The One and Only (4)

472 52 22
                                    

"Mpen.. Aku mau pulang.. "

"Gak boleh.. Kamu masih sakit ci.. "

Sudah lebih dari 10x Shani merengek pada Feni untuk mengizinkannya pulang kerumah.

Ia tak tahan dengan ruangan putih berbau obat-obatan itu walaupun bentuknya seperti kamar hotel.

Feni masih dengan sabar menahan Shani agar tetap tinggal dalam masa perawatan karena tubuh Shani masih lemah.

Namun ternyata mengajak Shani keluar untuk menghirup udara sore hari di taman rumah sakit justru membuat Shani semakin ingin pulang.

"Aku udah sehat kok, aku udah gak pusing lagi. Ya.. Boleh ya aku pulang.. Bilangin ke koh Henri buat jemput. "

Feni memijat pelipisnya pusing dengan sang mantan kapten yang saat ini berubah menjadi seperti anak kecil.

"Kalo kamu gak percaya nih liat aku udah bisa berdiri.. Jalan juga.. "

"Cici ASTAGA!! " Feni memekik kala melihat Shani yang berusaha berdiri namun malah nyaris jatuh, hingga seseorang berlari kepadanya dan menangkap tubuhnya.

"Ge.. "

Orang itu tak menggubris panggilan Shani, sibuk membenarkan infus Shani yang terhenti alirannya karena terlepas.

"Gre.. Thanks ya udah dateng... Aku mau pergi dulu soalnya udah ditelpon sama manajer aku dari tadi. "

Feni pun akhirnya pergi menyisakan dua sahabat yang sudah lama terpisah itu.

Keduanya diam tak bersuara. Gracia hanya bisa diam menatap Shani yang sibuk memandangi anak-anak yang tengah bermain dikoridor rumah sakit.

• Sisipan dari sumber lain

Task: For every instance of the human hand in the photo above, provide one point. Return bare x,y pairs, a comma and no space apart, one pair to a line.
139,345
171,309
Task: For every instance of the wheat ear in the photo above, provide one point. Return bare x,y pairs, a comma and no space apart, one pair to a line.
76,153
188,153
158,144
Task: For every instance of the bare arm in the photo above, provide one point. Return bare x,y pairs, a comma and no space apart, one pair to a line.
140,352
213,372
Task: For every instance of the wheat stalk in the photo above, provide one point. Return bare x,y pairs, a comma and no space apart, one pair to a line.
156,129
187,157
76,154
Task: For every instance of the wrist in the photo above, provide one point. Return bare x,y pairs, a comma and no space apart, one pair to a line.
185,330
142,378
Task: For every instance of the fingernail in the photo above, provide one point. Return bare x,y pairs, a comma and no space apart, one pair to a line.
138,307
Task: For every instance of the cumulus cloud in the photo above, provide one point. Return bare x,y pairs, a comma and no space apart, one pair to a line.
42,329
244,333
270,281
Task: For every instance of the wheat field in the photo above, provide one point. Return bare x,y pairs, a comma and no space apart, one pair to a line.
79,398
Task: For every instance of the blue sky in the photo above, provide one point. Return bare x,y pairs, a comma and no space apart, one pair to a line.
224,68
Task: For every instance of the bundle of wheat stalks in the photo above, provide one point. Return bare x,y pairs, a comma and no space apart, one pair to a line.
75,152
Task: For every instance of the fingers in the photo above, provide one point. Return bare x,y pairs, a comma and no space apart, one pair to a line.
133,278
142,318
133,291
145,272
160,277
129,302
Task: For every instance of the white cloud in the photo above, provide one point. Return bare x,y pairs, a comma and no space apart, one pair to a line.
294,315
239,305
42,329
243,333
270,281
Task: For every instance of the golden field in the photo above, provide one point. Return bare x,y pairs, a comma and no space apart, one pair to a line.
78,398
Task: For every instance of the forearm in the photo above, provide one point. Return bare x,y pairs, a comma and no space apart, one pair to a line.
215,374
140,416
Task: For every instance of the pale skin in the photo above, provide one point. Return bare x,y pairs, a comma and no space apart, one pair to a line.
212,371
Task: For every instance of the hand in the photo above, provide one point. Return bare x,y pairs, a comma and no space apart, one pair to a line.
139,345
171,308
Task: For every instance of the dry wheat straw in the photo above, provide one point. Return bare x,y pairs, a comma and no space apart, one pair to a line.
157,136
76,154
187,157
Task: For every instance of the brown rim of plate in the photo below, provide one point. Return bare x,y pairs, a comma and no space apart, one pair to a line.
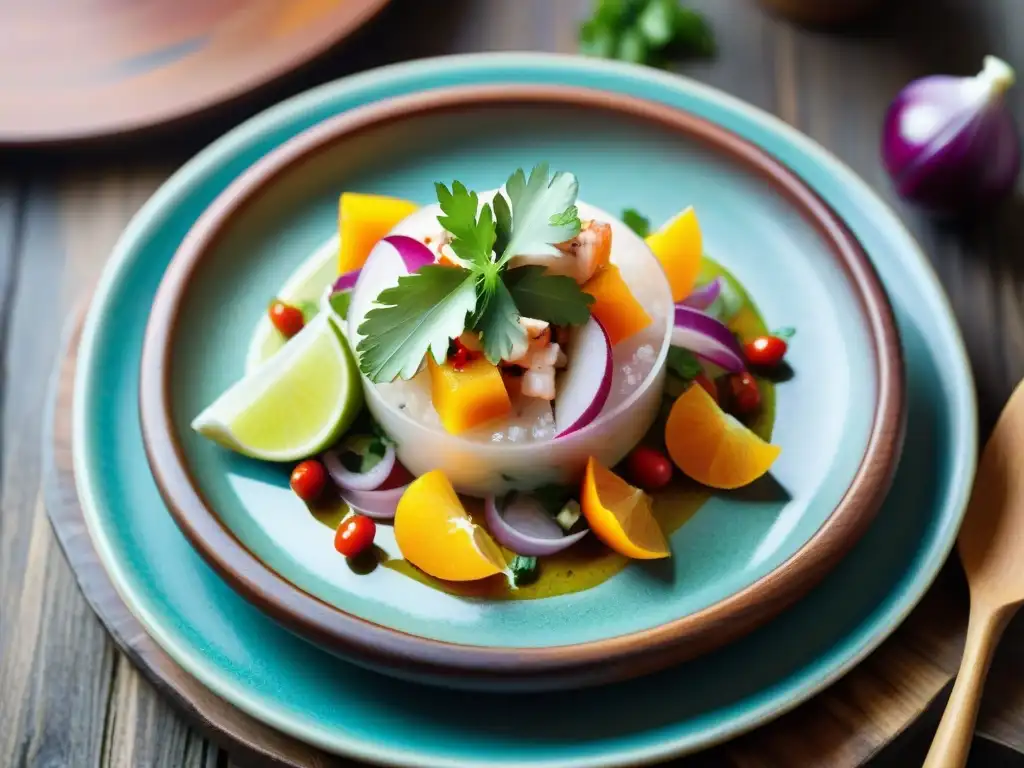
343,22
602,660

Tubuh Shani terlihat sangat kurus. Kedua matanya terlihat sayu dan wajahnya terlihat sangat pucat, membuat Gracia merasa teriris melihat kondisi sahabatnya ini.

"Ge.. " sapa Shani dengan senyuman.

Gracia balas tersenyum walaupun rasanya sulit.

"Kamu selalu cantik ya.. Tetep Kayak bayi. Nama anak kamu mirip kamu.. Kalau sudah dewasa pasti bakal jadi duplikat kamu. " Shani mencoba mencairkan suasana atas kecanggungan mereka.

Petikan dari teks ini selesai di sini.